With the project done and the YWCA’s endowment fund going strong, Mitchell said she is free to focus on improving and expanding programs and building partnerships in the business environment. She said the community is primed for both.
“Whether it’s policymakers, funders or community partners, the common theme (in West Michigan) is a belief in what we do, a trust in our expertise and ability to do it with a high level of excitement, and a desire to be a real part of what we do,” she said.
“People want to be engaged and part of an organization that is about peace, justice and dignity.”
Mitchell said she is focused on networking with other nonprofits.
“Who you’re partnering with is as important as your core competencies,” she said. “Finding ways to leverage that is key to any business success.
“If housing is a concern, let’s connect with those who already have established understandings of markets, development and accessibility. We could provide housing for each person who comes in here, or we could network with those who already have that capacity. It’s beyond referrals. There are some amazing things Guiding Light and Dwelling Place are doing.”
She said survivors and abusers often face several barriers to recovery.
“If you’re struggling with food insecurity, it impacts your ability to parent your children. If you don’t know where you can find a safe place to sleep at night because you’re being stalked or harassed or abused, your employment will be impacted. If you have to move around, it means your education will be impacted.
“It means working with schools and housing and nonprofits.”
The proliferation of socially conscious businesses is an asset Mitchell wants to leverage.
“I am learning about tech startups, food and beverage, developers — all of them have fascinating business models and products,” she said. “They all have a sense of place and space in the community. I am intrigued by the possibility of public-private partnerships. … It’s great if you sponsor an event for us, but there may be ways we can educate your employees about domestic violence in the workplace.
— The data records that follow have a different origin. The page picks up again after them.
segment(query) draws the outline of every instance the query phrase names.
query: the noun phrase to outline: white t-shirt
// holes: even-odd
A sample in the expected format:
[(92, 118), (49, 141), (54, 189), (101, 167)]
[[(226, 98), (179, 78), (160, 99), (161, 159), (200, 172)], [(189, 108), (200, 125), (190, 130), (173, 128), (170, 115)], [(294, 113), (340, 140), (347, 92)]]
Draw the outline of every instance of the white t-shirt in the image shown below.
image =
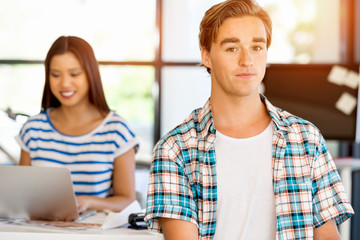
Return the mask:
[(272, 134), (272, 123), (259, 135), (245, 139), (216, 132), (215, 240), (276, 238)]

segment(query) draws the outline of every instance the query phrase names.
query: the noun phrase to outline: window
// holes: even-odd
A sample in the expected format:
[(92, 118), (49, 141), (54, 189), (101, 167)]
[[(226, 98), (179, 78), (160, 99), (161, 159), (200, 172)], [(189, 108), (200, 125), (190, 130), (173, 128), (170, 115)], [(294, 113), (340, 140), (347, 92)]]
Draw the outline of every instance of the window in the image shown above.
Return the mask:
[[(161, 79), (161, 135), (183, 121), (191, 112), (190, 106), (201, 107), (209, 96), (209, 75), (204, 68), (197, 67), (195, 70), (201, 61), (199, 24), (205, 11), (220, 2), (222, 0), (162, 0), (162, 61), (165, 66), (171, 66), (164, 69)], [(296, 64), (342, 63), (344, 47), (341, 10), (344, 7), (340, 6), (340, 0), (258, 2), (268, 11), (273, 22), (269, 68), (288, 69), (288, 66)], [(290, 81), (291, 71), (286, 78)], [(191, 90), (187, 87), (187, 94), (180, 94), (185, 91), (181, 86), (188, 81), (191, 81)], [(176, 98), (173, 97), (175, 95)], [(186, 104), (185, 95), (197, 100)]]
[[(258, 0), (273, 20), (269, 68), (290, 74), (302, 64), (353, 69), (360, 49), (357, 44), (352, 54), (359, 42), (352, 39), (359, 39), (359, 16), (351, 10), (355, 1)], [(109, 105), (140, 137), (141, 160), (150, 160), (154, 143), (209, 97), (210, 77), (198, 66), (199, 23), (209, 7), (222, 0), (0, 2), (2, 110), (39, 112), (42, 61), (60, 35), (76, 35), (92, 45)], [(358, 9), (359, 1), (356, 4)], [(357, 27), (352, 26), (355, 18)], [(0, 124), (6, 122), (1, 119)], [(3, 143), (0, 139), (0, 146)]]
[[(61, 35), (84, 38), (100, 62), (105, 96), (140, 139), (139, 160), (154, 145), (155, 0), (0, 0), (0, 109), (37, 114), (44, 86), (43, 60)], [(139, 7), (141, 6), (141, 7)], [(3, 124), (2, 124), (3, 123)], [(0, 146), (18, 159), (11, 125)], [(4, 132), (4, 130), (2, 130)], [(8, 132), (8, 131), (7, 131)], [(11, 144), (10, 144), (11, 143)], [(0, 155), (0, 162), (6, 156)]]
[(42, 61), (60, 35), (75, 35), (99, 61), (154, 60), (155, 0), (1, 0), (0, 14), (0, 59)]
[[(199, 23), (221, 0), (163, 0), (163, 60), (199, 62)], [(340, 61), (340, 0), (258, 0), (273, 22), (270, 63)], [(329, 27), (331, 26), (331, 31)], [(326, 43), (326, 44), (324, 44)]]
[(258, 2), (267, 9), (273, 22), (270, 63), (340, 61), (340, 0)]

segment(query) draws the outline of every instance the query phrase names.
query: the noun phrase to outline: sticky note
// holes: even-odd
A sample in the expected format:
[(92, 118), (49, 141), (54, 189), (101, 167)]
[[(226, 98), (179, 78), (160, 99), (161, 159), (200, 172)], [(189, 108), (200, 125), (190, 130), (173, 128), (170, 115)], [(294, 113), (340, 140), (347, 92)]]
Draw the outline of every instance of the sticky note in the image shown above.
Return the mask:
[(344, 79), (344, 85), (356, 89), (359, 86), (360, 75), (354, 71), (348, 71)]
[(353, 95), (344, 92), (335, 103), (335, 107), (346, 115), (350, 115), (355, 109), (356, 104), (356, 98)]
[(343, 85), (347, 72), (346, 68), (335, 65), (328, 75), (328, 81), (337, 85)]

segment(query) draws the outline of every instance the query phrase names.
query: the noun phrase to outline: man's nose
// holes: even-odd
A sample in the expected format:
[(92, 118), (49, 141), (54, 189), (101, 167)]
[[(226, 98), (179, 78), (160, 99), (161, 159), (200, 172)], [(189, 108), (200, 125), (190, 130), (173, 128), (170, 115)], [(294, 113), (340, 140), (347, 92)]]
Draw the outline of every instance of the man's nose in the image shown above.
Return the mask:
[(242, 49), (239, 54), (240, 66), (251, 66), (253, 64), (253, 57), (248, 49)]

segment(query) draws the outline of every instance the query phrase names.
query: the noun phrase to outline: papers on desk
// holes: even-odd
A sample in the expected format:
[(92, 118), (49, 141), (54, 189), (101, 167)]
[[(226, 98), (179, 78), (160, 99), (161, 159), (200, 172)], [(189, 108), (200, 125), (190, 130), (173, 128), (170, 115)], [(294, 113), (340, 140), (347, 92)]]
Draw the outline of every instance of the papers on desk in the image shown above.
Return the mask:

“There’s a financial impact domestic violence has in the business community — whether it’s the amount of medical expenses, the loss in work time, productivity, safety concerns, if there are people injured and working.
“Aside from the human impact, there’s a business case to be made for paying attention to issues of domestic violence and sexual violence. We have a way to educate them and address that. Philanthropy is great; partnership is even better.”